In an interview with China Central Television, the director of Merrylin's Beijing operations, identified only as Cai, said business volume had fallen more than 50 percent.
China Daily was unable to reach Cai or another spokesman at the company's headquarters for comment.
However, a financial employee who was still working at the Beijing restaurant last week to clear up membership card issues said media that blamed the working style rules for the closure were "irresponsible".
When asked why she thought the decision was made to close the business, she replied only with a question.
"Do you know how much the rent has risen in the last several years?" she said.
"Also, are you willing to be paid 2,000 yuan as a waitress now?" she added, suggesting that the increase in workers' salaries had also eaten into profits.
Bian Jiang, assistant director of the China Cuisine Association, agreed that rising rents and staff costs have contributed to the pressure on high-end restaurants.
He estimated that, depending on the location, rent at some restaurants may rise 30 to 40 percent this year and the cost of supplies is likely to go up at roughly the same rate.
"Labor costs will probably rise 20 to 30 percent," Bian added.
Making changes
While some exclusive restaurants are opting to close, others are looking for ways to save their bacon.
Xiang E Qing, for example, which is a listed company serving a combination of Cantonese, Hunan and Hubei cuisine, has attempted to transform its image from high-end to family friendly.
"We've been successful so far," said Yue Xiaoyu, a manager at its Yuetan branch in Beijing. "We cancelled the minimum spending limit in the private rooms and now offer favorable prices."
Like many restaurants, she explained, Xiang E Qing also now uses group-buying websites, which offer goods and services at significantly discounted prices based on a minimum number of purchases.

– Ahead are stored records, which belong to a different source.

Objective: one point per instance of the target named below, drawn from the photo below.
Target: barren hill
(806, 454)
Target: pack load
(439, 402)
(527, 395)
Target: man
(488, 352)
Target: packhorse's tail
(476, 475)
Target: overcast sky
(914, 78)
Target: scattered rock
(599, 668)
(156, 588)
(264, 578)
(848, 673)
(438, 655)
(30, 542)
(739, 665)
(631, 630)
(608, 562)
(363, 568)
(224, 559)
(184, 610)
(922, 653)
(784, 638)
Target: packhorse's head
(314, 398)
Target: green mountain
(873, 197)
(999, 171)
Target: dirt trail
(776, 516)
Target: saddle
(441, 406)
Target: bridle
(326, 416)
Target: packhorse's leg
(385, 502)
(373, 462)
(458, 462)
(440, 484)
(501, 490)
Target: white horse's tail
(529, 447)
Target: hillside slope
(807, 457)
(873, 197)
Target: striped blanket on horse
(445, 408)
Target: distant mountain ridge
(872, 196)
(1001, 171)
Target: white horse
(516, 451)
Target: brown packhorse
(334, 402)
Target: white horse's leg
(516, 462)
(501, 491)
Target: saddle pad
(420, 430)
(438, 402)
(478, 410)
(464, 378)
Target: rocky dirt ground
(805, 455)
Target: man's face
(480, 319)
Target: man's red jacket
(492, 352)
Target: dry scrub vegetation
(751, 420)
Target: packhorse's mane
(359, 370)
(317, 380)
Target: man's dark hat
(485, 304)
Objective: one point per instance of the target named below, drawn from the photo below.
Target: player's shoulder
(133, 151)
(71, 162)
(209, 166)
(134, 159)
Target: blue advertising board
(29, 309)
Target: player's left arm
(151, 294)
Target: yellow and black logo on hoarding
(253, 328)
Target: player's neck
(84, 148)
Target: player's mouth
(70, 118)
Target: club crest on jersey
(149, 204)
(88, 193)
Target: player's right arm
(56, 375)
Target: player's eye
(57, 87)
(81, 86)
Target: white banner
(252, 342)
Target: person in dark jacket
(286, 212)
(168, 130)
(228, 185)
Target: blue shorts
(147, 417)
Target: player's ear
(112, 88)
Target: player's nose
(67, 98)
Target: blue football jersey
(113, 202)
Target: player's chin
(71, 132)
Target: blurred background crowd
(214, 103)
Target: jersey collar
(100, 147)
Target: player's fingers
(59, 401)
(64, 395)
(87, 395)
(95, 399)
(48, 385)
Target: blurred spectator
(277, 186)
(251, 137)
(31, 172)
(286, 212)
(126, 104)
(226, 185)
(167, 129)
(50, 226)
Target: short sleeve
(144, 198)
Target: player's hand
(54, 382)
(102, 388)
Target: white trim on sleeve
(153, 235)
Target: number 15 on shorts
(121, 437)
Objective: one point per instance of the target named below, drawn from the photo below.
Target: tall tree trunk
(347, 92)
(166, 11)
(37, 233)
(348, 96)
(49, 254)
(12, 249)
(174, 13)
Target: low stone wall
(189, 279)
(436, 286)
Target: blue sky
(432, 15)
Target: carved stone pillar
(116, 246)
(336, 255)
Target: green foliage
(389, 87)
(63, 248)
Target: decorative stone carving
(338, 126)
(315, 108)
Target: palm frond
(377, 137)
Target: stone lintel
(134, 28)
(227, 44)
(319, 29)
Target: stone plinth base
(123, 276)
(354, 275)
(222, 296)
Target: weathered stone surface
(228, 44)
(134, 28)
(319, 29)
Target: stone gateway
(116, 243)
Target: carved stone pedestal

The company posted a turnover of 109 million yuan last year, up from 76 million yuan in 2009. Yet it reported a loss of 68.4 million yuan in the first quarter of 2013.
"I've seen business on the rise again already," Yue said. "The transition from high-end diners to catering to everyone is one way for exclusive restaurants to get themselves out of a bad situation."
China Economic Net, a news website, reported that Quanjude, a brand well known for its roast duck, is for the first time planning a nationwide discount, while a branch in Beijing's Shuangjing area is to start offering a cut-price buffet.
Meanwhile, Jingya Hotel, another high-end venue, is to begin selling steamed stuffed buns and hot pot.
There are also other ways companies adapt, Bian added.
"One is to make full use of the ability to offer meal delivery services to upscale neighborhoods," he suggested. "Another is to make and sell their own brand packaged food products."